The Government has been urged to develop a national ICT hub and to appoint a technology ambassador to represent the Irish tech sector in Silicon Valley.
In a new policy paper to be published this week, the British Irish Chamber of Commerce says the creation of a dedicated role that would be based on the west coast of the United States would complement the work of State agencies in promoting the country as a key location for tech companies.
It says the ambassador could also help support Irish companies looking to expand in the US and would assist the Government and ICT sector by keeping them informed of emerging trends.
The call comes just two months after Denmark’s Casper Klynge was appointed the world’s first national technology ambassador. Chosen to carry out what the Danish foreign ministry dubbed “techplomacy”, Mr Klynge is responsible for building direct ties with Silicon Valley heavyweights such as Apple, Facebook and Google.
“There’s nothing gimmicky about the suggestion. In fact, it would honour and support the great work done by the likes of IDA by having a leading individual from the sector talking to their own about the benefits and credentials Ireland has in ICT,” said John McGrane, director general of the British Irish Chamber.
“Appointing someone would be a sign of intent and a recognition that there are plenty of people fishing in the same pond and there are no marks for being shy,” he added.
The chamber has also urged the establishment of a national ICT hub to act as an overarching link between the Government, start-ups, investors and the multinational sector. It cites the Life Sciences Hub in South Wales as a good template on which to establish a new centre.

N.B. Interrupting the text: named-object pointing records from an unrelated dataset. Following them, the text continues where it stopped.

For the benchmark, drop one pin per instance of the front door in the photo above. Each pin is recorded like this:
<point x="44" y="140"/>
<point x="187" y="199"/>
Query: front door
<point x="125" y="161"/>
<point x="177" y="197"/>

The hub, which opened in Cardiff in 2014, is designed to bring together academic, business, clinical, professional services and funding organisations to boost the sector locally by at least £1 billion by 2022.
The chamber said that while the Republic has some of the most supportive State-funded grant programmes for start-ups, there is “an obvious disconnect” between co-working spaces, national supports, accelerator programmes and direct access to venture capital funders.
To address this disconnect, the chamber recommends that the Government invests in a centre that would be “the nerve centre” for the ICT ecosystem in Ireland. It envisages the centre being based in the Dublin docklands but with satellite hubs in the south, west, northwest and the midlands.
“There is a massively vibrant sector spanning all of the technology landscape in Ireland but there is a need for a single central point that connects it all together. We are not trying to be prescriptive in terms of the nature or format of the hub but we do think that there are opportunities from joining up what is currently a very fragmented sector,” said Mr McGrane.
In its paper, the chamber also calls for Budget 2018 to address the “uncompetitive nature” of the Irish tax system to support the ICT sector with suggestions that include reduction of the marginal rate of taxation, reform of capital gains tax and the expansion of the Employment and Investment Incentive scheme.